Purpose: To investigate and compare the biologically effective doses, equivalent doses in 2-Gy fractions, log tumor cells killed, and late effects that can be estimated for the large fractions in short overall times that are now being delivered in various clinically used schedules in several countries for the treatment of cancer in human lungs, liver, and kidney.
Methods and materials: Linear quadratic (LQ) modeling is employed with only the standard assumptions that tumor alpha/beta ratio is 10 Gy, pneumonitis and late complication alpha/beta ratios are 3 Gy, that intrinsic radiosensitivity of tumor cells is 0.35 ln/Gy, that no tumor repopulation occurs within 2 weeks, and that LQ modeling is valid up to 23 Gy per fraction. As well as the planning target volume (PTV), we propose a practical term called the prescription isodose volume (PIV) to be used in this discussion. In the ideal case of 100% conformity, PIV equals PTV, but usually PIV is larger than the PTV. Biologically effective doses (BED) in Gy(10) for tumors or Gy(3) for normal lung are calculated and converted to equivalent doses in 2 Gy fractions (= normalized total doses [NTD]), and to estimated log cell kill. How such large biologic doses might be delivered to tissues is discussed.

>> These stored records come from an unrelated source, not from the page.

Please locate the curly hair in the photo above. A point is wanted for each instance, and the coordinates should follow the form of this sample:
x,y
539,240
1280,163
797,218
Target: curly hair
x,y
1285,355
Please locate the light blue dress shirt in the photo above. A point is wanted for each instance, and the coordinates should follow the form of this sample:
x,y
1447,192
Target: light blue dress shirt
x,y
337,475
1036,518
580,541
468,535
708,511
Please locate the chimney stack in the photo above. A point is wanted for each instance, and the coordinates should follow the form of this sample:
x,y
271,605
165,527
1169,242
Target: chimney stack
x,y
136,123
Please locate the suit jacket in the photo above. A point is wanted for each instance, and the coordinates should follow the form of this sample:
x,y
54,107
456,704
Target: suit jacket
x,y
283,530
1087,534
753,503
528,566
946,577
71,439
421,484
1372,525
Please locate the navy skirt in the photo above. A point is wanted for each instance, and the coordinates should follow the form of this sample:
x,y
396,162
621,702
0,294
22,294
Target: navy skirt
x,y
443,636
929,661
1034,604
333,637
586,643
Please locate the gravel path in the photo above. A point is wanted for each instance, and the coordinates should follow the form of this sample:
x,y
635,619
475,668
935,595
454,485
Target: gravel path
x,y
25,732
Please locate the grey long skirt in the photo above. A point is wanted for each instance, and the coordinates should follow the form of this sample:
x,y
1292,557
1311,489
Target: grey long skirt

Results: Tumor cell kill varies between 16 and 27 logs to base 10 for schedules from 4F x 12 Gy to 3F x 23 Gy. The rationale for the high end of this scale is the possible presence of hypoxic or otherwise extraordinarily resistant cells, but how many tumors and which ones require such doses is not known. How can such large doses be tolerated? In "parallel type organs," it is shown to be theoretically possible, provided that suitably small volumes are irradiated, with rapid fall-off of dose outside the PTV, and a mean dose (excluding PTV and allowing for local fraction size) to both lungs of less than 19 Gy NTD. If suitably small PTVs were used, local late BEDs have been given which were as large as 600 Gy(3), equivalent to 2 Gy x 180F = 360 Gy in 2-Gy fractions, with remarkably few complications reported clinically. Questions of concurrent chemotherapy and microscopic extension of lung tumor cells are discussed briefly.
Conclusions: Such large doses can apparently be given, with suitable precautions and experience. Ongoing clinical trials from an increasing number of centers will be reporting the results of tumor control and complications from this new modality of biologically higher doses.